On Sat, Nov 07, 2015 at 08:34:46AM +0900, Randy Bush wrote:
> >>> The following RIR IRR's are in use today: RIPE, APNIC, AfriNIC, ARIN.
> >> most operators in X do not register routes in irrX for all X except RIPE
> > Sorry, I don't understand what you are saying here.
> 
> most folk in non-ripe regions do not use their rir's irr instance.

I guess we look different at the data, APNIC's IRR seems rather populair
to me, AfriNIC has good quality data.

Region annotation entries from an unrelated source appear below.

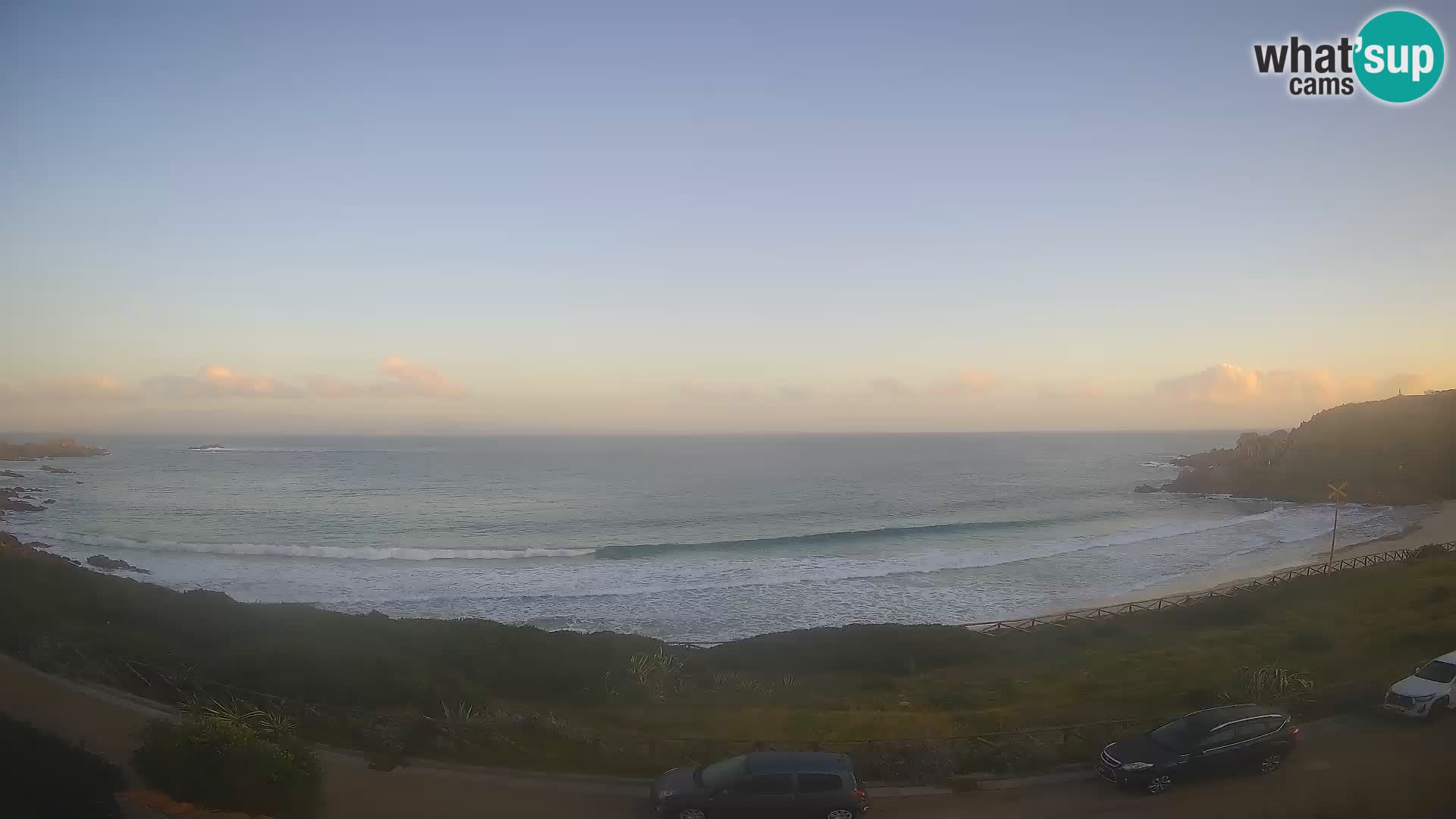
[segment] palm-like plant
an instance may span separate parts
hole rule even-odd
[[[1290,705],[1307,701],[1315,692],[1315,678],[1283,666],[1242,666],[1238,670],[1235,694],[1245,702]],[[1223,700],[1235,700],[1229,692]]]

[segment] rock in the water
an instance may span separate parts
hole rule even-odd
[[[124,560],[115,560],[106,555],[92,555],[86,558],[86,563],[95,565],[96,568],[105,568],[108,571],[121,570],[121,571],[140,571],[141,574],[151,574],[146,568],[137,568],[135,565],[131,565]]]
[[[35,461],[36,458],[92,458],[109,455],[99,446],[82,446],[71,439],[39,443],[0,443],[0,461]]]

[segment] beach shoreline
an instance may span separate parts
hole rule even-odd
[[[1364,557],[1379,552],[1389,552],[1395,549],[1414,549],[1424,546],[1425,544],[1447,544],[1456,542],[1456,500],[1446,500],[1431,504],[1431,512],[1423,517],[1420,522],[1406,526],[1401,532],[1393,532],[1380,538],[1372,538],[1369,541],[1361,541],[1358,544],[1350,544],[1347,546],[1335,548],[1334,560],[1345,560],[1353,557]],[[1077,609],[1056,609],[1044,611],[1028,616],[1050,616],[1056,614],[1064,614],[1069,611],[1082,611],[1085,608],[1104,608],[1117,606],[1125,603],[1136,603],[1143,600],[1155,600],[1158,597],[1172,597],[1178,595],[1197,595],[1200,592],[1216,592],[1219,589],[1227,589],[1232,586],[1239,586],[1251,580],[1258,580],[1259,577],[1268,577],[1270,574],[1277,574],[1289,568],[1297,568],[1300,565],[1313,565],[1321,561],[1318,560],[1300,560],[1290,561],[1284,564],[1274,564],[1262,571],[1251,574],[1248,570],[1226,570],[1226,571],[1210,571],[1200,573],[1192,577],[1178,577],[1168,580],[1165,583],[1155,583],[1137,592],[1130,592],[1127,595],[1114,595],[1105,597],[1102,602],[1092,606],[1080,606]]]

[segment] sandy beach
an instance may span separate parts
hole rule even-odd
[[[1388,552],[1393,549],[1414,549],[1424,546],[1425,544],[1447,544],[1456,541],[1456,500],[1447,500],[1437,504],[1431,504],[1431,513],[1421,519],[1415,526],[1408,528],[1405,532],[1398,532],[1395,535],[1388,535],[1385,538],[1376,538],[1366,541],[1363,544],[1353,544],[1348,546],[1341,546],[1335,549],[1335,560],[1344,560],[1351,557],[1361,557],[1376,552]],[[1134,600],[1150,600],[1153,597],[1166,597],[1171,595],[1191,595],[1194,592],[1208,592],[1213,589],[1223,589],[1227,586],[1236,586],[1239,583],[1254,580],[1255,577],[1264,577],[1265,574],[1273,574],[1286,568],[1294,568],[1297,565],[1309,565],[1318,563],[1318,557],[1310,555],[1309,560],[1297,560],[1284,564],[1274,564],[1267,567],[1264,571],[1257,574],[1249,574],[1248,571],[1208,571],[1192,577],[1182,577],[1178,580],[1171,580],[1168,583],[1158,583],[1146,589],[1140,589],[1130,595],[1118,595],[1104,600],[1101,605],[1111,606],[1117,603],[1130,603]],[[1066,609],[1057,609],[1066,611]],[[1044,612],[1053,614],[1053,612]]]

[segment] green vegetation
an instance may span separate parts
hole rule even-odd
[[[1291,433],[1245,433],[1233,449],[1184,461],[1179,493],[1230,493],[1318,501],[1348,482],[1356,503],[1430,503],[1456,497],[1456,389],[1345,404]]]
[[[1436,554],[1067,628],[856,625],[715,648],[245,605],[0,555],[0,647],[159,700],[236,695],[232,708],[277,711],[386,768],[435,756],[655,772],[761,742],[927,778],[1082,759],[1118,732],[1229,698],[1284,700],[1306,717],[1372,702],[1456,648],[1456,557]],[[1112,718],[1133,720],[970,739]]]
[[[0,816],[114,819],[125,787],[121,768],[0,714]]]
[[[316,816],[319,761],[259,711],[217,708],[147,723],[132,764],[172,799],[280,819]]]

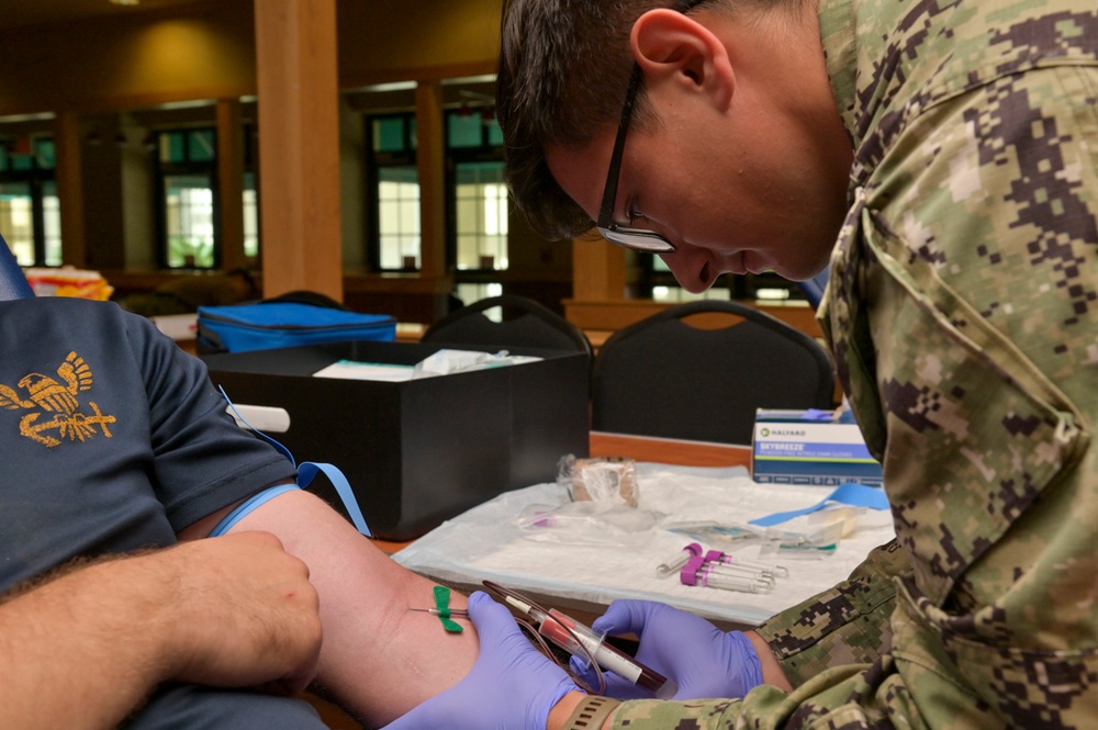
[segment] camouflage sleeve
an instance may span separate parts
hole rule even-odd
[[[874,662],[887,650],[896,588],[894,575],[911,564],[896,540],[870,552],[847,581],[777,614],[759,627],[789,683],[820,672]]]

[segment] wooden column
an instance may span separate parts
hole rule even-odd
[[[572,299],[625,299],[625,250],[594,234],[573,240]]]
[[[244,134],[239,99],[217,100],[217,203],[221,268],[247,268],[244,256]]]
[[[442,85],[421,81],[415,92],[419,172],[419,276],[446,276],[446,145]]]
[[[264,294],[343,301],[335,0],[255,0]]]
[[[88,260],[83,232],[83,173],[80,120],[72,112],[59,112],[54,122],[57,155],[57,198],[61,218],[61,263],[83,268]]]

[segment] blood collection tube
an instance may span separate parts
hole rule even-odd
[[[657,577],[666,577],[673,573],[677,573],[679,569],[686,564],[686,562],[696,555],[702,553],[702,546],[697,542],[691,542],[688,546],[676,552],[666,561],[660,563],[656,568]]]
[[[538,620],[539,617],[531,615],[531,618]],[[556,608],[550,608],[549,615],[540,619],[538,633],[573,656],[586,660],[590,654],[598,666],[654,693],[657,699],[671,699],[679,692],[679,685],[672,680],[606,643],[605,637]]]

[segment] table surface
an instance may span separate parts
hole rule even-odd
[[[559,484],[531,485],[505,492],[414,541],[391,546],[402,548],[394,559],[462,592],[480,588],[484,580],[501,583],[581,621],[590,622],[614,599],[635,597],[697,613],[727,630],[755,626],[829,588],[895,535],[887,510],[862,509],[822,510],[806,517],[807,523],[788,524],[787,529],[800,534],[836,519],[855,520],[830,551],[782,550],[750,535],[737,537],[737,525],[821,504],[830,490],[753,482],[746,469],[748,447],[616,434],[592,434],[591,445],[592,456],[637,461],[642,509],[576,508],[582,503],[562,495]],[[535,523],[530,515],[549,517]],[[706,550],[731,548],[737,559],[787,566],[788,574],[772,589],[740,593],[698,591],[650,570],[664,553],[677,555],[691,538]]]
[[[592,431],[589,448],[592,457],[623,457],[661,464],[683,467],[750,467],[751,464],[751,448],[731,443]],[[405,542],[374,540],[374,544],[390,554],[403,550],[412,542],[412,540]]]

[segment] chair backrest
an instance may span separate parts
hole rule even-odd
[[[485,312],[501,307],[500,322]],[[506,349],[533,347],[584,352],[592,357],[583,330],[549,307],[525,296],[503,294],[450,312],[423,334],[422,341]]]
[[[755,408],[832,407],[824,347],[737,302],[688,302],[619,329],[592,371],[600,431],[750,443]]]
[[[26,281],[23,269],[8,248],[8,242],[0,236],[0,300],[27,299],[34,290]]]
[[[808,300],[808,303],[811,304],[814,310],[818,310],[820,302],[824,301],[824,292],[827,291],[827,280],[830,276],[831,267],[828,266],[811,279],[798,282],[800,284],[800,291],[805,293],[805,297]]]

The total of 177.975 (non-RIPE:
38.712) exact matches between registered in IRR & observed in BGP is a
significant amount to me, this is not even counting more specifics.

Given the high irr/bgp ratio of RIPE and APNIC (taking into account the
sizes), and the IRR Homing project under way for AfriNIC (30k pfx) and
remaining APNIC covered route-objects in RIPE IRR, I conclude the
approach for RIR authenticated IRR data is successful.

My question from earlier in the thread still stands: should RIPE IRR
attempt to be a global IRR and do its best to authenticate data itself
(as per Denis' proposal), or should RIPE IRR continue to work to
transfer objects to the appropiate RIR's IRR and let their respective
communities work with those RIRs to authenticate the data (if needed)?

> > I know my employer uses the rr.ntt.net instance on a daily basis.
> 
> yes, i built that and heas has done cool stuff.  does your employer
> register in ARIN or APNIC irr?  < light goes on? >

We encourage anyone to register their routes in the appropiate IRR,
especially when that IRR offers strong guarantees about the authenticity
of the route-object.

I'll take your ad-hominem-employer argument about the data-production
side as an action item to assess if improvement is warranted. :-)

However, the discussion at hand seems to me to be about the data
consumption side, I feel that you raised the implicit question "Are
RIR's IRR relevant?" to which my answer is YES.